Richard J. Lampen, COO
“We use software to help us guide our offer specialists on their bids for RedfinNow homes, but there are 2 layers of human governance on our offers. So that means that we're not as fast as generating an offer, but we're more careful. I think other iBuyers sometimes had the owner of the home use an iPhone to do a video inspection of the property where someone in the home office was trying to see through the screen, what was going on. We sent out a license inspector. So that's a second bite at the apple to make sure that we're paying the right price, that we're getting good value for our money. So we have just aired on the side of caution because you have to, in a balance sheet business, the idea that a berserk machine learning algorithm could get us into a pickle is one that all the iBuyers have worried about, and we've just tried to figure out the right balance between scale and caution and Redfin is probably at the far end of caution.”
Glenn Kelman, CEO
Scale
While a lot has been made of iBuyers, they still represent a very small percentage of the real estate market. With time, the relevance will probably grow, but it’s unlikely that a majority of real estate transactions will be through iBuyers.
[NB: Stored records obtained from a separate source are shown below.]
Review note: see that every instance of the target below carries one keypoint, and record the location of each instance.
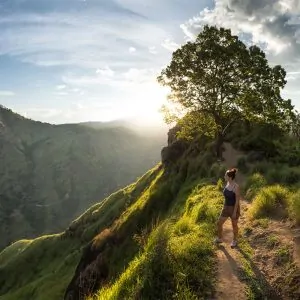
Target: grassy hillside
(51, 174)
(154, 239)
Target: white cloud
(152, 50)
(61, 93)
(170, 45)
(105, 72)
(274, 25)
(125, 79)
(61, 87)
(87, 41)
(132, 50)
(6, 93)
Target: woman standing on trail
(231, 208)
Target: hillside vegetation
(154, 239)
(51, 174)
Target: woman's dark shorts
(227, 212)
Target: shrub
(242, 164)
(253, 184)
(268, 200)
(294, 207)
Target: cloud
(271, 23)
(4, 93)
(126, 79)
(170, 45)
(107, 71)
(152, 50)
(132, 49)
(274, 25)
(61, 87)
(88, 41)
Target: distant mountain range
(51, 173)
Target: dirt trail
(229, 285)
(229, 279)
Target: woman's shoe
(218, 241)
(233, 244)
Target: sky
(66, 61)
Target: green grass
(294, 206)
(46, 259)
(177, 261)
(253, 185)
(268, 201)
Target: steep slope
(154, 239)
(51, 174)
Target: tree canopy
(219, 77)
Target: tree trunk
(219, 144)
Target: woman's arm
(237, 201)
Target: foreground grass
(177, 261)
(42, 268)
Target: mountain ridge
(44, 167)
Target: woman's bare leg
(220, 223)
(235, 228)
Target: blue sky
(75, 60)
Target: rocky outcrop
(175, 149)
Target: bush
(294, 207)
(253, 185)
(242, 164)
(267, 202)
(284, 174)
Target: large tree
(218, 77)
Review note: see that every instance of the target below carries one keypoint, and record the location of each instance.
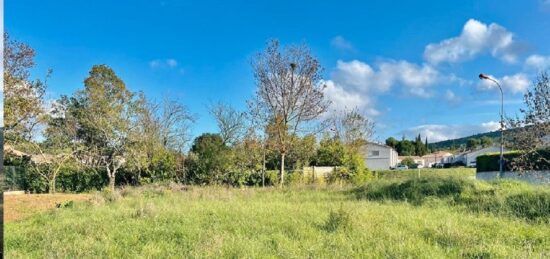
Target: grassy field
(435, 217)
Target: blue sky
(412, 66)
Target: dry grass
(18, 207)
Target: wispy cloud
(440, 132)
(341, 43)
(515, 84)
(538, 62)
(163, 63)
(476, 39)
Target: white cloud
(356, 84)
(154, 63)
(439, 132)
(362, 77)
(158, 63)
(476, 39)
(514, 84)
(171, 62)
(452, 98)
(342, 99)
(340, 43)
(538, 62)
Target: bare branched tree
(231, 123)
(351, 127)
(532, 130)
(289, 91)
(23, 97)
(174, 123)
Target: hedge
(489, 162)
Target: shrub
(530, 205)
(408, 161)
(489, 162)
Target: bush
(489, 162)
(538, 159)
(530, 205)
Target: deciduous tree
(289, 91)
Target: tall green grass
(504, 198)
(312, 222)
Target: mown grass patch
(315, 222)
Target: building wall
(378, 157)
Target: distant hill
(461, 142)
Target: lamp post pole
(501, 161)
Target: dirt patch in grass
(18, 207)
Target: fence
(536, 177)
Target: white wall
(379, 157)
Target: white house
(378, 156)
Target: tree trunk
(52, 186)
(112, 182)
(282, 169)
(263, 167)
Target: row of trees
(406, 147)
(105, 129)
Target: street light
(501, 161)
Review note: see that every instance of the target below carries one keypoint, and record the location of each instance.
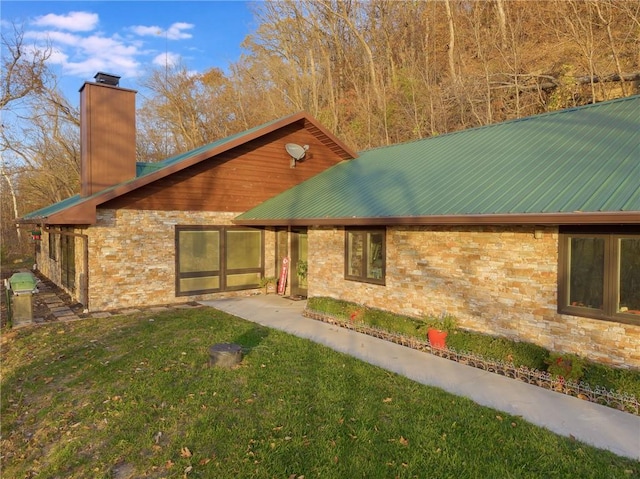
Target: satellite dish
(296, 152)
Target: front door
(299, 262)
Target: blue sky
(127, 38)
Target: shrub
(623, 381)
(566, 366)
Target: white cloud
(174, 32)
(166, 59)
(147, 31)
(72, 21)
(80, 49)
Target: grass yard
(132, 396)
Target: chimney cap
(107, 78)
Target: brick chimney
(107, 134)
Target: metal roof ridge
(506, 122)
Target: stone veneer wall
(132, 257)
(501, 281)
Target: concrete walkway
(597, 425)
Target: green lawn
(132, 396)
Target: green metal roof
(569, 162)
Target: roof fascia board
(631, 217)
(314, 122)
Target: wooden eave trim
(163, 172)
(631, 217)
(349, 153)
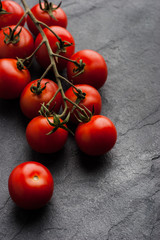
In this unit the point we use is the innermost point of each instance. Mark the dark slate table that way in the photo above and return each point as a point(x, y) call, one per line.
point(117, 196)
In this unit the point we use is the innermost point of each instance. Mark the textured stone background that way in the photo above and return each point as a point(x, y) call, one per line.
point(116, 197)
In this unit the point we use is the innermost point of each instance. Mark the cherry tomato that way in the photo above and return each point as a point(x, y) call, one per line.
point(59, 18)
point(97, 136)
point(22, 49)
point(38, 138)
point(12, 80)
point(94, 72)
point(91, 99)
point(31, 102)
point(30, 185)
point(42, 54)
point(10, 13)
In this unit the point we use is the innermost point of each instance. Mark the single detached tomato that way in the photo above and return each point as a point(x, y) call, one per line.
point(89, 98)
point(10, 13)
point(30, 185)
point(31, 102)
point(92, 70)
point(49, 14)
point(38, 138)
point(13, 45)
point(97, 136)
point(62, 47)
point(12, 79)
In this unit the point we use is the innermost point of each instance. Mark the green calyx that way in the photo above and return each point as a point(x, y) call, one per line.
point(80, 96)
point(20, 64)
point(48, 7)
point(12, 37)
point(61, 47)
point(79, 69)
point(3, 11)
point(37, 89)
point(84, 116)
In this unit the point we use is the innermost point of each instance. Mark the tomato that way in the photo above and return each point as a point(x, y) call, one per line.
point(59, 17)
point(12, 80)
point(15, 12)
point(22, 49)
point(36, 134)
point(97, 136)
point(30, 185)
point(92, 99)
point(94, 72)
point(42, 54)
point(30, 102)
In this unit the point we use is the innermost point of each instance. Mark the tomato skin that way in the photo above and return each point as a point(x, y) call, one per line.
point(30, 185)
point(12, 80)
point(95, 71)
point(42, 54)
point(36, 134)
point(31, 103)
point(15, 13)
point(92, 98)
point(97, 136)
point(22, 49)
point(44, 17)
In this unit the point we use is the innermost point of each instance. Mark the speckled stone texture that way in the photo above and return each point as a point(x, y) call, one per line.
point(116, 196)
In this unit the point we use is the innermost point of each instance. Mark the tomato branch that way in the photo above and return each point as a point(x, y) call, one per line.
point(52, 65)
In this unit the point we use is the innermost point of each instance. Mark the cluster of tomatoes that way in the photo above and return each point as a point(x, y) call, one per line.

“iBuying isn't going away. I think we've argued that it's not going to be 20% of the market. I just was on Inman stage the industry conference saying that I think it's somewhere between 1% and 10% of the market. But I've never said it's going to be 0 either.”
Glenn Kelman, CEO
“In terms of iBuyer, putting it into context, there are 6 million transactions last year and I believe around 15,000 of them were iBuyer. And I believe this year is expected to be around 17,000. And so I think the actual impact on our industry hasn't been felt as much by our agents. When I think about what concerns me in terms of competition, I think about anything that an agent says is hurting their ability to do their business, serve their clients, or someone that makes them want to leave Compass and go somewhere else, right? And so we are not hearing from our 21,000 agents that they're losing business in any meaningful way from iBuyer.Now in terms of them moving up in the spectrum of value of the home, I think there are a couple of challenges with that. One is it's more capital-intensive and on top of an already very capital-intensive business. Two is as you move up price point, that type of clientele is more accustomed to using an adviser and paying for advisory services. And then lastly, the homes are more differentiated. And it becomes harder to algorithmically say what the value of a home should be. But with that, I'll pass it on to Kristen to walk through Compass Anywhere.”
Robert L. Reffkin, CEO
Compass Inc Q1 2021 Earnings Call
“A final factor in this wind-down decision is that to date, we have been able to serve only a limited number of customers. We've been able to convert only about 10% of the serious sellers who ask for a Zillow Offer, and we have tended to disappoint the roughly 90% who didn't sell to us. Given our hard-earned position at the top of the seller funnel with 220 million-plus average monthly unique users and the popularity of this estimate, there are better, broader, less risky, more brand-aligned ways of enabling all of our customers who want to move.”